= Mattessons =

Processed meat business in the UK

Mattessons is a United Kingdom-based manufacturer of processed-meat products, particularly sausages and pâté. The company became famous in the 1970s for its "Mmmm" television adverts, with the strap line "Just try saying Mattessons without saying Mmm."

Mattessons was founded in 1947 by German Rhineland-born, Richard Mattes, a butcher who arrived in England in the 1930s, and his son Werner Mattes. Richard wished to produce an Anglo-version of his homeland's cuisine, although it was only with the end of rationing that he could amend the ingredients to nearer to the Continent's 100% meat. The company developed rapidly, introducing new lines and brands, including Chubs spread in 1966, the first UK pre-packed sliced meat in 1970, and the UK's first pâté in 1971.

Taken over by Unilever in 1965, it became part of Unilever Meat Group UK (UMGUK), along with Wall's, Lawsons, and Drings. UMGUK was chaired by Werner Mattes until his retirement in 1986. At that point, Mattessons was merged with the meat side of Wall's to form Mattessons Wall's.
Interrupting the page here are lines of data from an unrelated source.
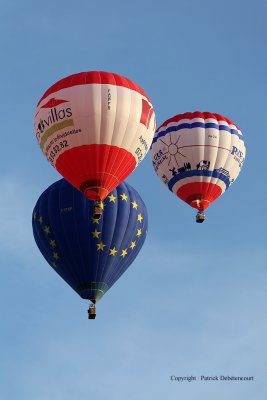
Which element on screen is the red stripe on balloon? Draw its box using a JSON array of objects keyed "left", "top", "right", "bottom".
[
  {"left": 55, "top": 144, "right": 136, "bottom": 201},
  {"left": 37, "top": 71, "right": 151, "bottom": 106},
  {"left": 176, "top": 182, "right": 222, "bottom": 211},
  {"left": 156, "top": 111, "right": 238, "bottom": 133},
  {"left": 140, "top": 98, "right": 154, "bottom": 128}
]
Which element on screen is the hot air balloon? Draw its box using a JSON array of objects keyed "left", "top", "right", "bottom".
[
  {"left": 32, "top": 179, "right": 148, "bottom": 318},
  {"left": 151, "top": 111, "right": 246, "bottom": 222},
  {"left": 34, "top": 71, "right": 155, "bottom": 218}
]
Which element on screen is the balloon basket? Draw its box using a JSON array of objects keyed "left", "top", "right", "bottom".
[
  {"left": 196, "top": 211, "right": 205, "bottom": 223},
  {"left": 88, "top": 304, "right": 96, "bottom": 319},
  {"left": 93, "top": 203, "right": 103, "bottom": 221}
]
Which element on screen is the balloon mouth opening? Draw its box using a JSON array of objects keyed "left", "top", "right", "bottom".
[
  {"left": 79, "top": 180, "right": 109, "bottom": 201},
  {"left": 77, "top": 281, "right": 109, "bottom": 303},
  {"left": 85, "top": 188, "right": 109, "bottom": 201},
  {"left": 189, "top": 197, "right": 210, "bottom": 211}
]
In this form it was sold to Kerry Group in 1994.

The brand is still made and distributed throughout the UK and in 2012 advertised its Fridge Raiders product with an advert centred around the Cockney rhyming slang phrase "Hank Marvin" (meaning "starving"). It shows a group of secondary school students making their way home dressed up as said guitarist, playing Fender Stratocaster guitars.